|These signs are taped to my daughters' bedroom door. |
Translation: If you come in, you will have a bad day. Danger.
When we decided to return to KC, my Ideal Reality included finding a spot-on replacement for that position. By the time we had settled into our KC lives and I began my job search, the economic recession had settled into everyone's lives, and it drastically altered the landscape of education. My Real Reality = very few permanent teaching jobs. So, I worked as a long-term sub for more than a year, thinking that building new connections and a reputation as a quality educator would lead to something permanent. But when I heard someone refer to me as "The Baby Sub," (the endearing term for the go-to person for teachers taking maternity leave), my hope faltered.
I continued my job search and landed a spot in a charter school. I stayed a year. The demands of the position and the general working environment strained me and my family, and I made the decision to walk away. I also decided to hold off looking for another teaching position right away. Instead, I returned to my writing and editing roots in a freelance capacity. Still, I hung onto all of my teaching supplies and materials, waiting for the day when I was ready to jump back into the classroom. I thought numerous times about purging my teaching closets, but could never quite bring myself to do it.
Until this past weekend.
I hosted a "fire" sale consisting of most of my teaching supplies, classroom library novels and lesson plans.What I didn't sell I either tossed or donated.
It's all gone. Poof. One door closed.
And now, I'm trying to find the open door. (You know the saying, "When one door closes, another door opens," right?) Instead of waiting for one to open, I'm trying to make it happen by expanding my freelance services. It's tough. I hate putting myself out there, marketing myself, dealing with rejection, constantly figuring out how to create my own opportunities, pushing myself.
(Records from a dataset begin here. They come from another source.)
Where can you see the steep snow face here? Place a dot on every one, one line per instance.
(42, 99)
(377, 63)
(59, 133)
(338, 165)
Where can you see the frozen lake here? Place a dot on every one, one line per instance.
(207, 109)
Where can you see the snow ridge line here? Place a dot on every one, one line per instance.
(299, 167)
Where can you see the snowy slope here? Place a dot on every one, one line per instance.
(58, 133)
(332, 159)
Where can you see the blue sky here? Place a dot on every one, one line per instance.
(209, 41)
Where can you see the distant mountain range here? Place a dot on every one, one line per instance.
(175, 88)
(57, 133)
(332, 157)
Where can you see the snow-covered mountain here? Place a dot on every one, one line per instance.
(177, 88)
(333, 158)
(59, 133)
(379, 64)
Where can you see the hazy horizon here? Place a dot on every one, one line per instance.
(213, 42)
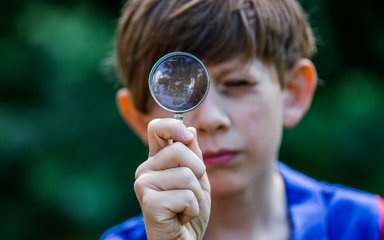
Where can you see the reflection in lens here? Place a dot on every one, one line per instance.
(179, 82)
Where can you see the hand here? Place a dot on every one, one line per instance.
(172, 185)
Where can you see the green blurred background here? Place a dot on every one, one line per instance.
(67, 160)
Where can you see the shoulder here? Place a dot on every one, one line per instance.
(330, 211)
(360, 210)
(133, 229)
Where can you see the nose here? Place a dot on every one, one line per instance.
(211, 115)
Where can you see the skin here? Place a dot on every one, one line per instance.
(234, 140)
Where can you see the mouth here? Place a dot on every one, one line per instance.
(219, 158)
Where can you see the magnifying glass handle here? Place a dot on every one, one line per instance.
(179, 116)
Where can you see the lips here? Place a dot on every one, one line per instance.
(219, 158)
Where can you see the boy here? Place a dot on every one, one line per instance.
(219, 178)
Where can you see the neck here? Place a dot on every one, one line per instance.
(255, 211)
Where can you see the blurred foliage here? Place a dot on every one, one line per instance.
(67, 160)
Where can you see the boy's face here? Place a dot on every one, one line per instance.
(239, 124)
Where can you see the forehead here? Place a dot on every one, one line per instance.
(237, 65)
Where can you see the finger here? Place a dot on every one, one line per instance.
(173, 156)
(169, 179)
(162, 131)
(163, 206)
(194, 145)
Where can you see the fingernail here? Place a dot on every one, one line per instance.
(188, 135)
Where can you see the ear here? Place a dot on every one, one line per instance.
(137, 120)
(299, 90)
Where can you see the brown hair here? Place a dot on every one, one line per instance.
(275, 31)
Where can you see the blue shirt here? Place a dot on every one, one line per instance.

I just want something to come to me. I want it to be easy. I want someone to hand me the next opportunity (on a silver platter would be a total bonus). That's my Ideal Reality.
My Real Reality is that I must continuing taking risks, learning lessons, educating myself and making things happen. Whatever those "things" may be.
How about you? What challenges are you facing? Or, what exciting opportunities have you created? Or stumbled upon? Please share.
Wherever you are, whatever you're doing ... Keep It Real.